Descriptions, Reviews, Etc.
Publisher Description:
Hope Isn't Stupid is the first study to interrogate the neglected connections between affect and the practice of utopia in contemporary American literature. Although these concepts are rarely theorized together, it is difficult to fully articulate utopia without understanding how affects circulate within utopian texts. Moving away from science fiction--the genre in which utopian visions are often located--author Sean Grattan resuscitates the importance of utopianism in recent American literary history. Doing so enables him to assert the pivotal role contemporary American literature has to play in allowing us to envision alternatives to global neoliberal capitalism.

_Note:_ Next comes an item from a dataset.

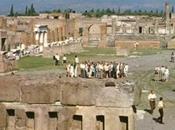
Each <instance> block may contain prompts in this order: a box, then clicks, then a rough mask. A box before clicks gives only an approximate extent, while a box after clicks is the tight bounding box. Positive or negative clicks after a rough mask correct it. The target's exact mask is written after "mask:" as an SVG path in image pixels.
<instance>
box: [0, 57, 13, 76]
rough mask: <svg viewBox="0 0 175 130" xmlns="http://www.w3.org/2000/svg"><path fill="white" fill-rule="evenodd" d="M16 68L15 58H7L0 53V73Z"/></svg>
mask: <svg viewBox="0 0 175 130" xmlns="http://www.w3.org/2000/svg"><path fill="white" fill-rule="evenodd" d="M15 68H16V63H15V60H8V59H5V58H3V56H2V55H0V73H4V72H9V71H12V70H14V69H15Z"/></svg>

Novelists William S. Burroughs, Dennis Cooper, John Darnielle, Toni Morrison, Thomas Pynchon, and Colson Whitehead are deeply invested in the creation of utopian possibilities. A return to reading the utopian wager in literature from the postmodern to the contemporary period reinvigorates critical forms that imagine reading as an act of communication, friendship, solace, and succor. These forms also model richer modes of belonging than the diluted and impoverished ones on display in the neoliberal present. Simultaneously, by linking utopian studies and affect studies, Grattan's work resists the tendency for affect studies to codify around the negative, instead reorienting the field around the messy, rich, vibrant, and ambivalent affective possibilities of the world. Hope Isn't Stupid insists on the centrality of utopia not only in American literature, but in American life as well.